Uncovering the Pathology of Rheumatoid Arthritis With Single Cell Immunoprofiling

Abstract

Rheumatoid arthritis (RA) is a chronic multi-systemic autoimmune disorder affecting nearly 25 million people worldwide, yet its underlying causes remain unclear. Genetic studies of patients with RA have highlighted the role of dysfunction in the adaptive immune system, particularly among CD4+ T cell populations. While defining the precise CD4+ T cell subsets that are dysregulated in RA patients is critical to deciphering pathogenesis, much of the work in the field has relied on animal models or derives from bulk analyses of immune cells, which can lead to overlooking rare or transitional cell types due to the heterogenous nature of immune populations. The recent introduction of high dimensional single-cell analyses have improved the ability to resolve complex mixtures of cells; however, identifying disease-associated cell types or cell states in patient samples remains challenging due to technical and inter-individual variation. In particular, case-control analysis of disease using single cell data requires a quantitative approach to determining which cells provide the most information (and which cells are uninformative) while accounting for confounding effects from batch or technical variation; properly grouping those cells into biologically relevant populations, and then determining whether the abundance of these populations is statistically different between cases and controls. Mixed effects modeling of Associations of Single Cells (MASC) is a novel reverse single cell association strategy to determine if a cellular subpopulation is associated with case-control status while controlling for technical confounders and biological covariates.
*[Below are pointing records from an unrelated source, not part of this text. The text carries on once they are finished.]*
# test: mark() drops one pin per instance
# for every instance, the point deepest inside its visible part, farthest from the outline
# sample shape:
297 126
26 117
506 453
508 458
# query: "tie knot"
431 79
This method revealed important changes in the abundance of disease-associated immune and stromal populations – specifically an expansion of cytotoxic CD4+ T cells and HLA+ sublining fibroblasts in RA. Compared to peripheral blood, synovial fluid and synovial tissue samples from RA patients were significantly enriched for both of these populations, indicating that these cell types are present in high abundance at the specific locus of RA pathogenesis. The methods developed for the analysis of single cell data are broadly applicable, support performing association testing with high-dimensional single cell data, and can help identify other cellular populations that are critical to rheumatic disease pathogenesis.